John Stultz is the owner of Bear Paw Tents. He's been bicycle touring for over 30 years and is excited for sharing his insight on cycling. He considers himself an ultralight backpacker and ultralight bicycle tourer. John is the original founder of Bicycle-Touring-Guide.com. He started the website to share his passion for touring and to help people plan for their own bicycle tour.

Comments

  1. Mike B. says:

    What about personal protection? I would recommend a small handgun chambered in 9mm. Pepper/bear spray won’t always work when dealing with threats, be it the 4 or 2 legged type. You have everything to take care of your bike, your sanitation, but nothing to keep you alive should you be attacked or come upon someone with other than the best intentions in mind for you.

    • John Stultz says:

      Hi Mike,

      A lot depends on where you are touring. Personally, pepper spray has been more than adequate for my experiences.
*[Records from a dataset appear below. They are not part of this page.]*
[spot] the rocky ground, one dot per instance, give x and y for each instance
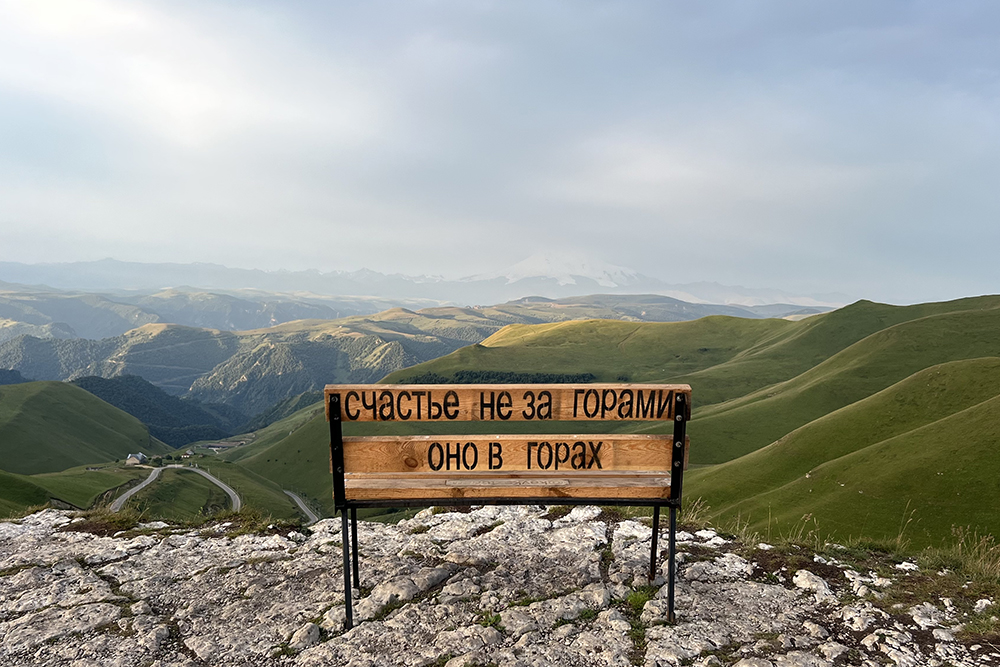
(494, 586)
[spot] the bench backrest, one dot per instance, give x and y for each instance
(408, 469)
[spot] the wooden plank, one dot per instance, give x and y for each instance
(564, 454)
(507, 402)
(491, 485)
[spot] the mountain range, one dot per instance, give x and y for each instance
(251, 370)
(552, 276)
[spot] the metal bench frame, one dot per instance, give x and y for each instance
(682, 414)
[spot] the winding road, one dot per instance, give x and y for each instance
(310, 515)
(233, 496)
(120, 500)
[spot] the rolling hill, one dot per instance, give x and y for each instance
(924, 448)
(18, 492)
(51, 426)
(173, 420)
(254, 369)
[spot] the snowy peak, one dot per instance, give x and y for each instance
(565, 269)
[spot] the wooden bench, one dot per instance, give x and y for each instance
(483, 469)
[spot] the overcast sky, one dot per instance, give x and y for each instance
(813, 147)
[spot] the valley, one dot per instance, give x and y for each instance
(868, 420)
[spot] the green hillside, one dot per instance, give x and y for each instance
(927, 443)
(180, 495)
(51, 426)
(299, 462)
(254, 369)
(728, 430)
(84, 485)
(256, 491)
(173, 420)
(17, 493)
(644, 352)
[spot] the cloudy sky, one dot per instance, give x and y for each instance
(813, 147)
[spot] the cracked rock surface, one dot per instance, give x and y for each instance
(497, 585)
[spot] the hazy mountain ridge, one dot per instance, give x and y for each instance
(252, 370)
(572, 277)
(54, 313)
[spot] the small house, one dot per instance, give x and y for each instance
(136, 459)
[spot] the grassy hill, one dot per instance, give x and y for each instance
(254, 369)
(83, 486)
(747, 423)
(926, 445)
(256, 491)
(18, 492)
(298, 462)
(849, 417)
(51, 426)
(180, 495)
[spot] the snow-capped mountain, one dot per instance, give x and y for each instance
(552, 275)
(565, 269)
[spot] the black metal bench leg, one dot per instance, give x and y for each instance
(672, 565)
(344, 537)
(653, 553)
(354, 546)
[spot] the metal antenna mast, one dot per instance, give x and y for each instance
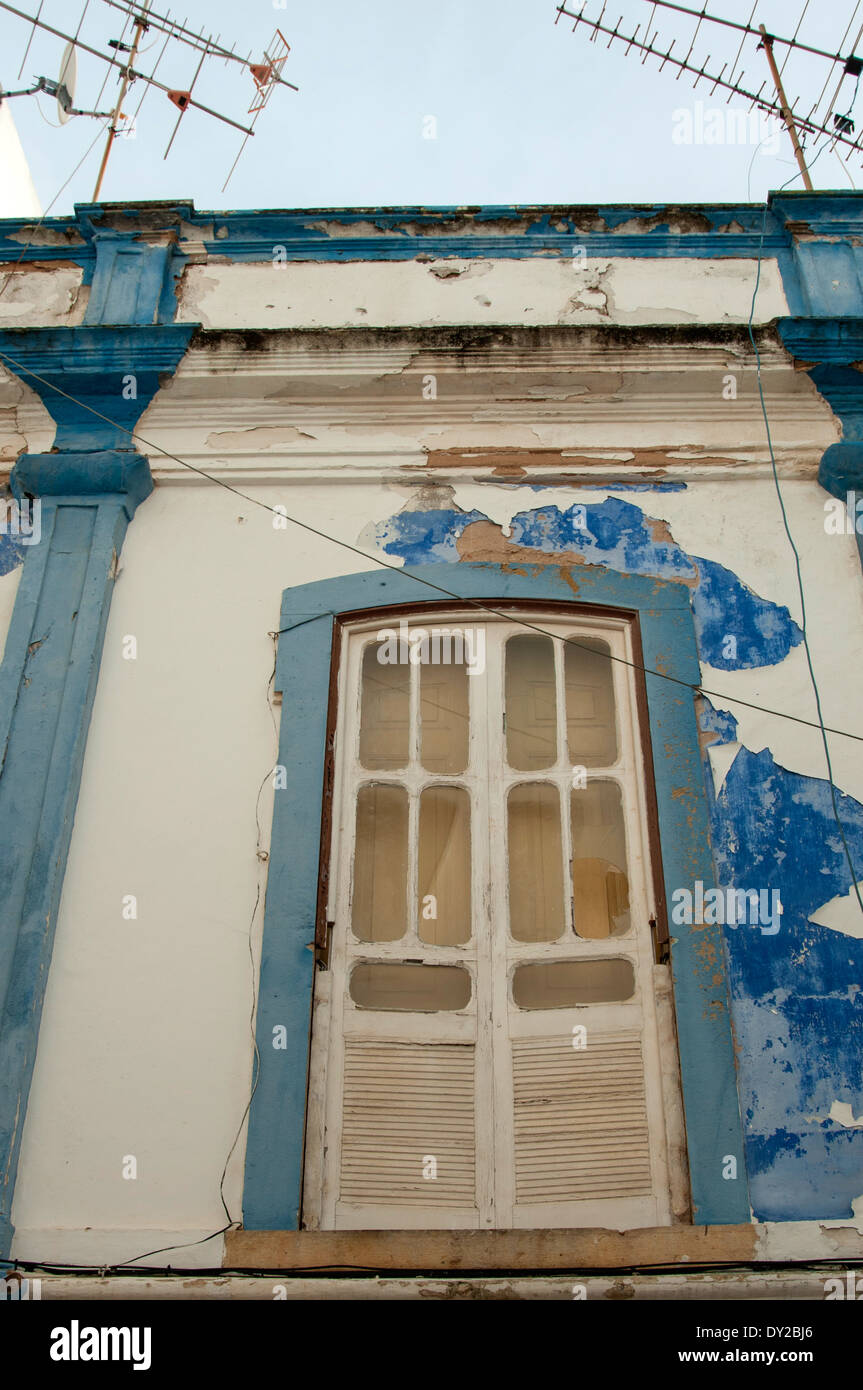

    • Uh, yeah, if you’re travelling in America. Or maybe Asia.

      Other places on the other hand, just don’t allow you to carry a handgun at all. Canada and the UK, for example.

  2. Julie Groves says:

    Hi Mike B,
    If you’re doing your cycle touring in the UK I don’t recommend bring either a handgun or pepper spray – otherwise you might find yourself enjoying several free months of accommodation courtesy of Her Majesty’s Prison Service!